# Retro-futuristic artwork (1930s-70s)



## Harpo (Nov 26, 2007)

Dark Roasted Blend: Retro-Future: To The Stars!

Some beautiful images.  Enjoy.


----------



## Alurny (Nov 26, 2007)

Amazing!

Wow! A very nice find


----------



## HardScienceFan (Nov 26, 2007)

any idea who the artist of the second one is,Harps?

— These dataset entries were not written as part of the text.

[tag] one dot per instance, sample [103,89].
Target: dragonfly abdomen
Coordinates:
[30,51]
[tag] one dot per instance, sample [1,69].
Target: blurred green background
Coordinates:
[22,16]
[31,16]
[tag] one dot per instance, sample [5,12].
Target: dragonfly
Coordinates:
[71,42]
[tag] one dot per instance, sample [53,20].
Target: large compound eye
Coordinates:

beautiful fanciful spacecraft


----------



## Harpo (Nov 26, 2007)

"First Contact", by Nikolai Nedbailo


This is by him too:


----------



## HardScienceFan (Nov 26, 2007)

it figures
the exotic shapes

'American' spacecraft looked more

uh plausible


----------



## gully_foyle (Nov 27, 2007)

Awesome. The Soviets were really turned on by space. I read that Korolev blatantly lied to the politburo in order to get a man launched into space. He didn't care for politics, he just loved the idea of space.


----------



## edott (Apr 19, 2008)

gully_foyle said:


> Awesome. The Soviets were really turned on by space. I read that Korolev blatantly lied to the politburo in order to get a man launched into space. He didn't care for politics, he just loved the idea of space.


heck a lot of what the german scientist were telling hitler and the nazis whats bs to get thier projects funded. 
maybe that is the problem w=ith NASA they don't have the bs skills to get the money they need.


----------



## Xwing Mom (Apr 23, 2008)

nah...they just take themselves too seriously.


----------